After achieving fifty levels players got to decide if they wanted to keep playing with all the weapons and perks they unlocked or they could “Prestige.” Prestige meant gamers got a new badge next to their call-sign in the pre-game lobby. Players friends and the rest of the trolls were so impressed and jealous of their obvious high level of skill.²

Choosing Prestige also meant players had to start the whole process from scratch. All unlocked kills and perks were erased. Gamers had to kill and level up and unlock everything they already unlocked. I was sucker for playing that long, let alone Prestiging even one time. I had comrades who did it several times.

Despite spending so much time playing the game I was usually the one who ran out and drew fire from the enemy. I died and my buds got to pick up the kills from the enemies that exposed themselves by killing me.

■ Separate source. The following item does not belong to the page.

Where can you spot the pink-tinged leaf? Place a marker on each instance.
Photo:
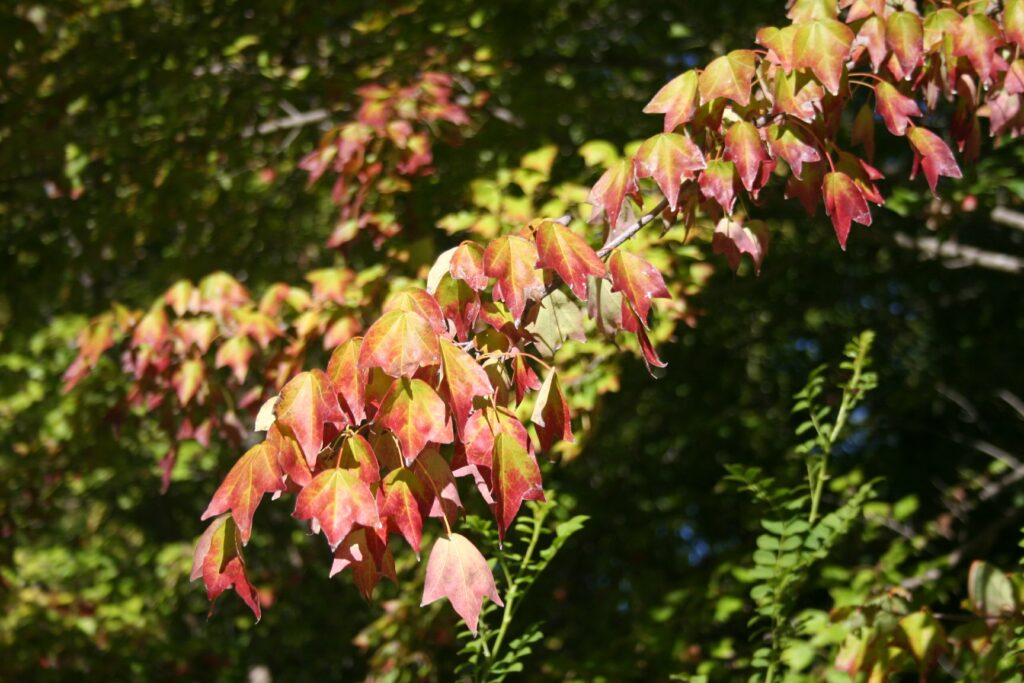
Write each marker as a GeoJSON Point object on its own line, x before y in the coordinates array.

I had fun with the multiplayer, but that was not even the real reason to own and play the game.

I said earlier that DEADRISING was the reason to own an XBOX 360, but that was just a half-truth. The other half of the reason to get MICROSOFT’s second generation video game hardware was the bonus mode in CALL OF DUTY: WORLD AT WAR.

Contained within the game was a mode called Nazi Zombies. Up to four players were holed up in a run down house while wave after wave of zombie virus infected Nazis tore boards off the windows and entered the house in an attempt to eat brains.

In the early levels players could keep the Nazi zombies at bay through skilled head shots and continually boarding up the windows, but by the time they reached double digit levels the hordes became so intense that death was all but an inevitability just about to occur.

Nazi Zombies did not count toward levels or Prestige over on the main game modes, but it was by far the best part of the game.

I have never experienced such a scary and claustrophobic gaming experience as I had with Nazi Zombies from CALL OF DUTY: WORLD AT WAR. All I needed was a dark room and a big screen TV with the sound turned way up.

FABLE (2004)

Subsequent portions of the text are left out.